Her şeyin belirsiz olduğu bu hayatta ihtimaller peşinde eksik ve kesik yollarını hayalleriyle düzlüğe çıkarır. Mutluluğu aramaya koyulduğunda kendini yarım bırakır. Bir özleyiş yurdunda gibi yaşarsa insan, melodisi yarım kalır. Kendi içinde eksik hisseden insan için tamamlanmış ne varsa ruhsuz kalır. Değil mi ki değeri dünyada arayan insan rahmet okyanusunda pusulasız kalır?
Fazlalığın eksikliği doğurmaya başladığı zamanlarda elimizdekine bakmayı unuttuğumuz hatırlatıldı bize. Eksiklik diye nitelenen ne varsa anlamından feragat etti.
Eksikliği kabul edilen ne varsa yokluğa sürüklenip yaşamayı unutturuyordu insana. Oysa belki yokluk eksikliğin üstünü örten bir kapatıcı idi zihinlerde.

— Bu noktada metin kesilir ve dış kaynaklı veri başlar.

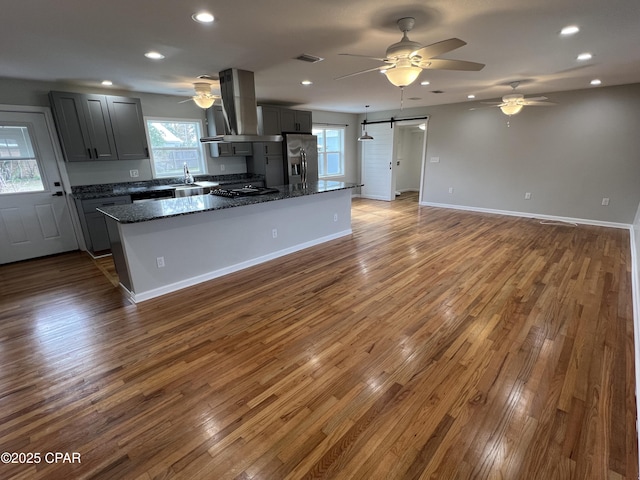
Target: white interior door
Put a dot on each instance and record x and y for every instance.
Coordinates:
(34, 213)
(377, 163)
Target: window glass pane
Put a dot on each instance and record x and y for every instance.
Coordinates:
(19, 171)
(174, 143)
(330, 151)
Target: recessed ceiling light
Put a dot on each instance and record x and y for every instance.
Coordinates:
(154, 55)
(203, 17)
(569, 30)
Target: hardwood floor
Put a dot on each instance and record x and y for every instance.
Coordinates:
(430, 344)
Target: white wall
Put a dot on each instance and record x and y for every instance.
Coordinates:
(568, 156)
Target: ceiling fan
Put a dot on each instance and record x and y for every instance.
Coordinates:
(406, 59)
(203, 97)
(512, 104)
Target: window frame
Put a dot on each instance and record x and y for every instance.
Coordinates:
(200, 147)
(322, 153)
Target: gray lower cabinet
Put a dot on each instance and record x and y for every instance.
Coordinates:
(94, 226)
(267, 160)
(99, 127)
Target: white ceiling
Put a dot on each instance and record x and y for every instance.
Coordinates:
(85, 41)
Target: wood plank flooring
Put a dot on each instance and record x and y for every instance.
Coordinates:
(430, 344)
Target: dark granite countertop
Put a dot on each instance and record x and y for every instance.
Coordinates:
(173, 207)
(87, 192)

Biz sıfırlanabildiğimiz yerden yeniden yaşamaya başlarken düşüncemizle samimiyeti olgun bir huzuru sunuyorduk hayata. Tüm hayatımıza bambaşka bir göz ile bakarken Eski kişiliğimizi kaybettik bir süre. Kimliklerden sıyrılıp eksildik, ama kaybettikçe de kazançlarını fark ettik.

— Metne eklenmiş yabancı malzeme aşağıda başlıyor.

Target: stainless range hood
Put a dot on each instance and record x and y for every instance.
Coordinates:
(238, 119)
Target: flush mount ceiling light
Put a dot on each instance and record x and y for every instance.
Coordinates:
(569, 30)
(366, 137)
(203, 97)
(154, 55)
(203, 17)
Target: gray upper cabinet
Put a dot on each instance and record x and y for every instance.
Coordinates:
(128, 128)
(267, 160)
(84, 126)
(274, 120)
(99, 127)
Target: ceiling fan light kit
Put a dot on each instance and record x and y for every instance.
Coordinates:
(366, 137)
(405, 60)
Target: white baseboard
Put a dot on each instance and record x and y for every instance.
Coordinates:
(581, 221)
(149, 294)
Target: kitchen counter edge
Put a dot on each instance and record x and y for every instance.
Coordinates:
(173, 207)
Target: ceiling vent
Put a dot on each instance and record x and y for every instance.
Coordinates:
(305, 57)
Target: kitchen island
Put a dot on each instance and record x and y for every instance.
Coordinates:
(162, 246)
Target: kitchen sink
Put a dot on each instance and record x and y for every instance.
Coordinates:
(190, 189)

Bir süreliğine kafedeki çay içen ya da tiyatroya giden o kimliklerimiz, özgür hallerimiz kayboldu, doğayla nefes aldığımız vakitler yok oldu. Birçok şeyi unuturken nefes almanın ciğerlerine havayı solumanın kıymetini hatırladık. Yekpare bir akışa teslim zamanda durmayı gördük bu vakitlerde.
Eski fotoğrafların eski kelimeleriyle baktık hayatımıza. Biz yaşamda bir izleyici konumundayken ölümün ensemizde bir nefes kadar yakın olduğunu bir kez daha gördük.
İnsan eli değen her yer güzelleşiyor muydu ? Yoksa tabiat nefes mi almıştı? Zaman özgürce gezerken insanların ajandalarına sıkışmıyorken zamanı da anlıyorduk, yaşama telaşımızı da.
Normal rutinimizin aslında ne kadar da yaşam koktuğunu rutinde kalabilmenin ne kadar da güzel olduğunu anladık.
Sahi bizim hayatımızda gerçekten eksik olan neydi ki?